For the NDP, the digital push is most sorely needed: the party has brought in $16-million in donations over its past eight quarterly reports, compared to the Liberals' $22-million and the Tories' $36-million. The party also had, on average, 10,000 fewer donors every quarter than its rivals and is about to lose a key income stream: political parties will receive their final taxpayer-financed per-vote subsidies in January.
Fundraising will now have to sustain the parties. The NDP's digital push is being led by Michael Roy, 32, a former B.C. NDP spokesman who became the federal party's first digital director in June.
"We're past the point of, 'well, let's see if we can get a staffer to dabble in this.' [Digital strategies] are core components of fundraising, mobilization and marketing now. And that was part of the move for the party in establishing a digital department," Mr. Roy said in an interview. "...Certainly, for us, digital fundraising will be a piece of closing the financial gap with the other parties."
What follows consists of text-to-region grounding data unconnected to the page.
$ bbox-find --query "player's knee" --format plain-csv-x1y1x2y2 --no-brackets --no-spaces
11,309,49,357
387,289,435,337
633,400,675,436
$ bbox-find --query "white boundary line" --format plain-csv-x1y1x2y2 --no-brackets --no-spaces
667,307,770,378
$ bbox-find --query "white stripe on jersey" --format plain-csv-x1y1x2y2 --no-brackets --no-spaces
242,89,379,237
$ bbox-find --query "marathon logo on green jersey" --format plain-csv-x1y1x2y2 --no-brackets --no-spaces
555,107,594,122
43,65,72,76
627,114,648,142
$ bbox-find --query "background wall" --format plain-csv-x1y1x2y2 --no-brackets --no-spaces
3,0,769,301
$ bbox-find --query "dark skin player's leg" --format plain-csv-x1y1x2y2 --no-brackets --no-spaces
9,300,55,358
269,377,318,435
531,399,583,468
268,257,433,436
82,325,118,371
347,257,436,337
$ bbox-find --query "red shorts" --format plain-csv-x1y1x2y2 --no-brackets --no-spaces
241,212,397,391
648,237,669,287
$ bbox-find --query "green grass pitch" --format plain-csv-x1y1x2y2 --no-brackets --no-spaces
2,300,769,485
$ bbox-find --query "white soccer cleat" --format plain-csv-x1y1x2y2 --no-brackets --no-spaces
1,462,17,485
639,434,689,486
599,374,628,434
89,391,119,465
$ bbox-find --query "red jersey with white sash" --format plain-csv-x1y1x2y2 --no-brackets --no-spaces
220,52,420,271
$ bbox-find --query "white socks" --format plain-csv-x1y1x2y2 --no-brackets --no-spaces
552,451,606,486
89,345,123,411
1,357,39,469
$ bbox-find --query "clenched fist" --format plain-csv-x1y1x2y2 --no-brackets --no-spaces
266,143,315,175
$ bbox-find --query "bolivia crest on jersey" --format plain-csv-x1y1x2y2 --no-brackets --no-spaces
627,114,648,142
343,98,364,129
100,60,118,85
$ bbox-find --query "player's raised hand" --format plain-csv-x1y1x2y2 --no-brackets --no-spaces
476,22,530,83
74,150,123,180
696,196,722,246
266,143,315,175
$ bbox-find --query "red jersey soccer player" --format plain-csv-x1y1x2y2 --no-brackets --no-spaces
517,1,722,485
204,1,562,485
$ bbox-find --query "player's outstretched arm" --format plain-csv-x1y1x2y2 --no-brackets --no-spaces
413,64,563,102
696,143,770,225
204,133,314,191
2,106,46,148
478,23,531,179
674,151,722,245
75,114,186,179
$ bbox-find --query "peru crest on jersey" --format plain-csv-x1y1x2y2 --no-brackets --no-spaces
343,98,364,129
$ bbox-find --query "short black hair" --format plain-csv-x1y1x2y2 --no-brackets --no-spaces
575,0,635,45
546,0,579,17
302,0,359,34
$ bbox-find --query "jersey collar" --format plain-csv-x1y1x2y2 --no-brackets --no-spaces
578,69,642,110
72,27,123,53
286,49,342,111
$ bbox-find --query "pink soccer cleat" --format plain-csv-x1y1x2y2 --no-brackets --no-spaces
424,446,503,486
The Liberals and Conservatives have digital departments, though each party has a single fundraising boss. Jaime Girard is the Conservative director of fundraising and membership, though the party declined to detail its approach.
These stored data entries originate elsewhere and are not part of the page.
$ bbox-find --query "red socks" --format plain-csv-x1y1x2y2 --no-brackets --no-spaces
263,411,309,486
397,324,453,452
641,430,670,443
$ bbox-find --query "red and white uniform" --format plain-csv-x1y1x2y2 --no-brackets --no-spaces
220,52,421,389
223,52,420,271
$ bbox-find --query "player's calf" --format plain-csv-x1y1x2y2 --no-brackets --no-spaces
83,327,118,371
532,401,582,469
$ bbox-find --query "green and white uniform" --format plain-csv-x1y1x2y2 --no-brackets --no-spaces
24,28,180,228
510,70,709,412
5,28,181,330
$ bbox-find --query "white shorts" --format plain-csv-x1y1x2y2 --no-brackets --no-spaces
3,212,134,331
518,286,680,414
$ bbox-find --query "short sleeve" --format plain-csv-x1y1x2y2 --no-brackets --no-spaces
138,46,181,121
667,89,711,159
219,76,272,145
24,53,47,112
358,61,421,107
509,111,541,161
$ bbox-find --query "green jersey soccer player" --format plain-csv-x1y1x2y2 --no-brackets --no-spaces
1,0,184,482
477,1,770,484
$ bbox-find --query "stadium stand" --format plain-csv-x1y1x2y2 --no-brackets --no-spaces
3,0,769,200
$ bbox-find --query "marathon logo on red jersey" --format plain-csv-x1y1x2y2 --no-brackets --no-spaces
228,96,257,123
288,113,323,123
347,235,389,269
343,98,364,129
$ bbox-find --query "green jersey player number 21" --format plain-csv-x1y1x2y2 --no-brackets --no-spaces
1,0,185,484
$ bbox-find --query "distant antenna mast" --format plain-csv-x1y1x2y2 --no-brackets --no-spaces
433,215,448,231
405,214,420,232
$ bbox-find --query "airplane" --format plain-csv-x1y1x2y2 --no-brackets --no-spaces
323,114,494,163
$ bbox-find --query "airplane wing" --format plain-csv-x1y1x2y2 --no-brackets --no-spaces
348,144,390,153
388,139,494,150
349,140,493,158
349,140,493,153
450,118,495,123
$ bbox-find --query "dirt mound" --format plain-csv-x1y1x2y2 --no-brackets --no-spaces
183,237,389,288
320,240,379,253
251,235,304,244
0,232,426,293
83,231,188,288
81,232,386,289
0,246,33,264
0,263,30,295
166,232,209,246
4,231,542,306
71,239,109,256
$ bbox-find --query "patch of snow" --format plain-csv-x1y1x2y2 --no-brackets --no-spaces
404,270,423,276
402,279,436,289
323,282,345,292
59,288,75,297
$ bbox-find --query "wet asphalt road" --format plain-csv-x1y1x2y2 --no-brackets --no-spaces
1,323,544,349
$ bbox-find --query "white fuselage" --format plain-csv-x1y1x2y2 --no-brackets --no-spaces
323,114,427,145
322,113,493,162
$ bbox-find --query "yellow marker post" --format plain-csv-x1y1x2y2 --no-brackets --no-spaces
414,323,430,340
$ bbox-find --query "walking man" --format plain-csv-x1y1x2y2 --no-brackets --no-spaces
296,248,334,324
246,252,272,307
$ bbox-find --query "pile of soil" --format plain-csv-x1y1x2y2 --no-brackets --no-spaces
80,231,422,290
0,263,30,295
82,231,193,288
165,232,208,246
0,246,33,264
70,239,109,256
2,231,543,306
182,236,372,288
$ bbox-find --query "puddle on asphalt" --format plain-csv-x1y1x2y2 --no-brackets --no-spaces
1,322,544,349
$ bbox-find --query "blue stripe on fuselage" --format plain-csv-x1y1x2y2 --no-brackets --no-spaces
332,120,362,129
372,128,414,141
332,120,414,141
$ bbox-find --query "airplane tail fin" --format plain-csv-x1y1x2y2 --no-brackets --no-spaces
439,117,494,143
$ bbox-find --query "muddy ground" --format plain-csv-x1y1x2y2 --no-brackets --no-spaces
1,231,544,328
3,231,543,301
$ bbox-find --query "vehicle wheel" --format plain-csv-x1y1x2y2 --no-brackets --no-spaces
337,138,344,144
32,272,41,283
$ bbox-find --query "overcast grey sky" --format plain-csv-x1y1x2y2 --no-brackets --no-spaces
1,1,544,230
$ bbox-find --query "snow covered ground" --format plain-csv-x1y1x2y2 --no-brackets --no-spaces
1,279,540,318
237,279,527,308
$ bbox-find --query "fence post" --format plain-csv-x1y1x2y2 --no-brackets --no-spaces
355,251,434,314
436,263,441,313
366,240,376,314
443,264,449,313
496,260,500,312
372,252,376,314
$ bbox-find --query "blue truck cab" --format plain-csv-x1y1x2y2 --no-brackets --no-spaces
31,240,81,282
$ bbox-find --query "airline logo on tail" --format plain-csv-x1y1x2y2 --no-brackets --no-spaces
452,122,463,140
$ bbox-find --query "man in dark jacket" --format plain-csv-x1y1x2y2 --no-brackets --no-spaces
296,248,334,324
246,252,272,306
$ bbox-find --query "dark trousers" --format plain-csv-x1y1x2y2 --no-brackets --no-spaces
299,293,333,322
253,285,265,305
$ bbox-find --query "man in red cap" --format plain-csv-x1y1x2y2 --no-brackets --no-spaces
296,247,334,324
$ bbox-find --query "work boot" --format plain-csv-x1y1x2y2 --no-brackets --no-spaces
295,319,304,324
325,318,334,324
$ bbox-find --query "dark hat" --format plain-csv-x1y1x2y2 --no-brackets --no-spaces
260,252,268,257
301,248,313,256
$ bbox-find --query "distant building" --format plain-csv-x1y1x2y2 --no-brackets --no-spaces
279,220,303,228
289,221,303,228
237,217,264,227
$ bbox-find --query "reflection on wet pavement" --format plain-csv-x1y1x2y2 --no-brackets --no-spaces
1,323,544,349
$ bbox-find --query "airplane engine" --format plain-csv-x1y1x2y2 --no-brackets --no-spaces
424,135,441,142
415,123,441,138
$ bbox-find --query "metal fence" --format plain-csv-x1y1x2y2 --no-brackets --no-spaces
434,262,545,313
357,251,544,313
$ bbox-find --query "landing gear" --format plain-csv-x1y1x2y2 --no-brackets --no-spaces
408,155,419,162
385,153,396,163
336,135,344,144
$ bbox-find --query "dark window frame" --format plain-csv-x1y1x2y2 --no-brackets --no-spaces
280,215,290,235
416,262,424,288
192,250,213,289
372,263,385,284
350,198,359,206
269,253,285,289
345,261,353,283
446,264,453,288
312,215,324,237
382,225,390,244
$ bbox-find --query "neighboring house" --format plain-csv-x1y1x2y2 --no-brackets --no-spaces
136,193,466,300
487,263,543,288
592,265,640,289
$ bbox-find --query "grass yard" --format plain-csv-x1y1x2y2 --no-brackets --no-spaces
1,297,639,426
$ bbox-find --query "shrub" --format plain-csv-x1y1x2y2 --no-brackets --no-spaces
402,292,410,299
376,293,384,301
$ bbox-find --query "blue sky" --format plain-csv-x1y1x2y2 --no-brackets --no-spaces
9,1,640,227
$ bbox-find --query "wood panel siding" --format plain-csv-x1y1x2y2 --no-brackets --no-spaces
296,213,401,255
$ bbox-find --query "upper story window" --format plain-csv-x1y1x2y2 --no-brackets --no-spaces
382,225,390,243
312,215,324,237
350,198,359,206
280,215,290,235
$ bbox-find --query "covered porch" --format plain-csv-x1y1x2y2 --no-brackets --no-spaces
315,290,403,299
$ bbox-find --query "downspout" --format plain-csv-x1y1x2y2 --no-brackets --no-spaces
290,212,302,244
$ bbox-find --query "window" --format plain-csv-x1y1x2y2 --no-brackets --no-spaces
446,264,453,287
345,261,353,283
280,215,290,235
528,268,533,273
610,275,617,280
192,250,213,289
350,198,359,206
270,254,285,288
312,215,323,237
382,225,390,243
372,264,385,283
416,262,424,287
Christina Topp is the Liberals' senior director of fundraising, overseeing online and traditional fundraising efforts. Ms. Topp said digital fundraising made up one-third of Liberal fundraising revenue in 2013 (a figure that can't be confirmed through public Elections Canada figures). Online donors are often younger, though not always, and tend to be "higher value," she said.
Digital campaigns are "relatively inexpensive, and they're responsive and nimble," Ms. Topp said in an interview. It also allows parties to test responses "to see what works with different kinds of people, then you can adapt your message," she added.
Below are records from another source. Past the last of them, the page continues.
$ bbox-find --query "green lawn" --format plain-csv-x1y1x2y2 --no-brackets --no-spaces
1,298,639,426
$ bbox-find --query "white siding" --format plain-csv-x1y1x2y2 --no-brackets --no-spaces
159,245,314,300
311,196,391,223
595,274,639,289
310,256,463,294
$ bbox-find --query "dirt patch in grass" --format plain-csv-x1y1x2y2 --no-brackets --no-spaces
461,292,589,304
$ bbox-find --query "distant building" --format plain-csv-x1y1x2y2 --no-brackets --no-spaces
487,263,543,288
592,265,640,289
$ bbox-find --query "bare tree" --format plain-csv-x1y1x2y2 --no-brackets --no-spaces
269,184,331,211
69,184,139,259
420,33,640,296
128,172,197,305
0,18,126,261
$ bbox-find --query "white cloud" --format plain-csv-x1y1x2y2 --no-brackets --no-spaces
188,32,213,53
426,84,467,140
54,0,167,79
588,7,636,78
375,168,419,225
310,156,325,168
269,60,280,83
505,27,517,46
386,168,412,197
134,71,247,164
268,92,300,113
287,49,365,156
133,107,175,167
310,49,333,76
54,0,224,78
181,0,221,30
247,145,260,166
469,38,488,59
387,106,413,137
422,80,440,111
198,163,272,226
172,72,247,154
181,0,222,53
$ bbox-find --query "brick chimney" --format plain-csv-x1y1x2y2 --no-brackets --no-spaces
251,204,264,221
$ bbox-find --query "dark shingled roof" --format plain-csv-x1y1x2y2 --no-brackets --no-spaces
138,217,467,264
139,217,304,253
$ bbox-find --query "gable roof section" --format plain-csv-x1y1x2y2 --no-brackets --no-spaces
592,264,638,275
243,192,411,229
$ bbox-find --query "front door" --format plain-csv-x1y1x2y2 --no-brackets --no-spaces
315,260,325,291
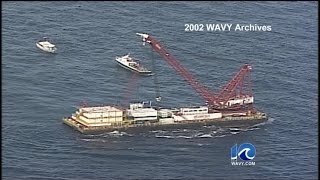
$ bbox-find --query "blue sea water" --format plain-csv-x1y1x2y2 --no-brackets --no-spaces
2,1,318,179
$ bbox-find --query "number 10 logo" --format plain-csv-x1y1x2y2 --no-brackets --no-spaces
231,143,256,161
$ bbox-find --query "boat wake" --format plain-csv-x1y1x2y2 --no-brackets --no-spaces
197,134,213,138
250,117,274,128
155,135,175,139
82,131,134,139
79,122,266,141
80,138,107,142
151,124,265,139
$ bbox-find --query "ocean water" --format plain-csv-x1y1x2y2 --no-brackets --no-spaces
2,1,318,179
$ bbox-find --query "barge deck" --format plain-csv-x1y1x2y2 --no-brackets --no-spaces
63,111,267,134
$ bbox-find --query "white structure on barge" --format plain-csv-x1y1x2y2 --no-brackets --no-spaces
127,102,158,122
71,106,124,127
173,106,222,121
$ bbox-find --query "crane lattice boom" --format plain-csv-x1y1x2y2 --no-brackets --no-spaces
136,33,254,110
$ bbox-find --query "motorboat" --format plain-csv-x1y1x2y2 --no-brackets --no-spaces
115,54,153,75
36,37,57,53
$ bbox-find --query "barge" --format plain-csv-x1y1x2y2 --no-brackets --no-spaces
63,101,267,134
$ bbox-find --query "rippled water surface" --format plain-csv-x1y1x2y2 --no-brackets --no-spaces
2,1,318,179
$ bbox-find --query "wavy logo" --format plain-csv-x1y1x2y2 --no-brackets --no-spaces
231,143,256,161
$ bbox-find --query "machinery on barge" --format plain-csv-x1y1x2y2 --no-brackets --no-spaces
63,33,268,133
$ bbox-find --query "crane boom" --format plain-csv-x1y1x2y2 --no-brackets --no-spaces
218,64,252,100
136,33,254,110
136,33,218,105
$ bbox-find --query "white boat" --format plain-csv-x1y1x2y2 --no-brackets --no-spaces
115,54,153,75
36,37,57,53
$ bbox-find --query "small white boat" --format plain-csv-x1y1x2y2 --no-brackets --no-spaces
115,54,153,75
36,37,57,53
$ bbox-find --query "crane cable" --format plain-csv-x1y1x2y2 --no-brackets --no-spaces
121,72,138,107
151,49,161,110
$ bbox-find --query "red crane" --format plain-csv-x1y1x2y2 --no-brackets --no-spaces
136,33,254,111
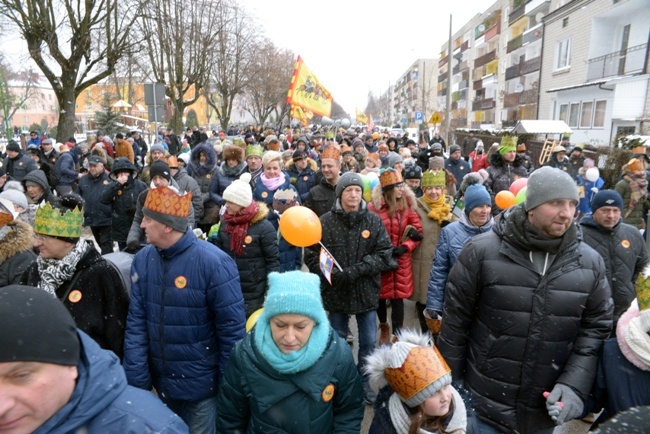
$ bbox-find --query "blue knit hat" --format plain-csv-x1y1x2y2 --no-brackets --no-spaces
260,271,328,326
591,190,624,212
464,184,491,214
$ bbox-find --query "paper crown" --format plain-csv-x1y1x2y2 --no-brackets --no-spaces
0,198,16,226
143,186,191,219
500,136,518,148
245,144,264,159
379,168,403,188
384,344,452,407
34,202,83,238
421,170,446,188
636,265,650,311
321,145,341,160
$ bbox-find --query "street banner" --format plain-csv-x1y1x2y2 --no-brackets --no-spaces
356,109,368,124
286,56,332,117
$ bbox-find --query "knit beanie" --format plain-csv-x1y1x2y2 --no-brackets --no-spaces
463,184,491,215
378,143,389,153
150,143,165,154
258,271,328,326
0,189,28,211
178,153,190,166
499,136,517,156
365,153,380,166
525,166,579,211
335,172,364,198
0,285,80,366
429,156,444,170
404,165,422,180
591,190,624,212
583,158,595,169
149,160,171,182
6,140,21,152
387,152,403,168
365,329,452,407
223,173,253,207
449,144,461,154
143,186,191,233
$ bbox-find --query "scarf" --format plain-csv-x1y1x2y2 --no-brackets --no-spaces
617,301,650,371
260,172,286,192
222,161,245,178
387,387,467,434
501,204,577,255
623,172,648,213
37,238,90,297
253,316,329,375
422,194,451,225
222,201,259,256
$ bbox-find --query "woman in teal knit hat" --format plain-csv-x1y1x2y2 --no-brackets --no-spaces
216,270,365,433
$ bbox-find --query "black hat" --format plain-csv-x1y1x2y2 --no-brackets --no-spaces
150,160,171,182
404,165,422,180
335,172,364,198
292,150,308,161
6,140,21,152
88,155,104,165
0,285,80,366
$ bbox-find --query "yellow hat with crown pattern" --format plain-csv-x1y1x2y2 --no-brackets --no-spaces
421,170,446,188
34,202,83,238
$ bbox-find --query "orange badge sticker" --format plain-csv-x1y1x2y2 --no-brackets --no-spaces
103,180,109,185
303,176,309,181
206,174,211,179
322,384,335,402
261,191,268,198
68,290,82,303
460,166,465,170
19,162,23,166
118,190,123,195
362,230,370,239
245,235,253,244
175,276,187,289
622,240,631,248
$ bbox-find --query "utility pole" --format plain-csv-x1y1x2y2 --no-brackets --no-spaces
0,74,11,138
445,14,453,147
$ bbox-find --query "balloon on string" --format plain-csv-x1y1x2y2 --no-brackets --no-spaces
367,172,379,189
515,186,527,205
495,191,516,209
509,178,528,196
361,175,372,202
585,167,600,182
279,206,322,247
246,308,263,332
340,118,351,129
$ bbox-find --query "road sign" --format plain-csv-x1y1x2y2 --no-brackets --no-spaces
148,106,165,123
429,112,442,124
415,111,423,121
144,83,165,105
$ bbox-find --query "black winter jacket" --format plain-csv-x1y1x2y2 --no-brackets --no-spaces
102,174,148,243
580,214,649,327
304,177,337,218
438,205,613,433
212,204,280,317
78,170,112,227
0,220,37,286
305,200,393,314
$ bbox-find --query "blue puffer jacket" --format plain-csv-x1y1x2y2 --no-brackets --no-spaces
54,151,78,185
123,229,246,401
427,213,493,312
36,331,188,434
Conservative e-mails are typically aggressive, attacking the Liberals, NDP or media to drum up support. "As a fundraiser, I can only assume they're doing it because it works," says Ms. Topp, who said the Liberals instead find more success in prying loose donations with positive messaging.
Mr. Roy said one key to digital fundraising is to "not to be afraid of asking – and asking again and asking again" for support. "Chipping in $20 as a response to something your opponents do, or as support for a policy of yours, is a really meaningful way for a lot of people to engage an otherwise closed process of politics," Mr. Roy said.
Mr. Roy said NDP digital fundraising has grown in double-digit increments each quarter since the start of 2013 (a figure that can't be confirmed through public Elections Canada figures). He drew similarities between the Obama and NDP campaigns. "The lightning in the bottle that Obama had in 2008 was gone in 2012. They had to work a lot harder for it. So, with what Jack Layton brought in 10 years of campaigning, we're going to have to work a lot harder this time. The stakes are much higher," Mr. Roy said.
Josh Wingrove is a parliamentary reporter in Ottawa.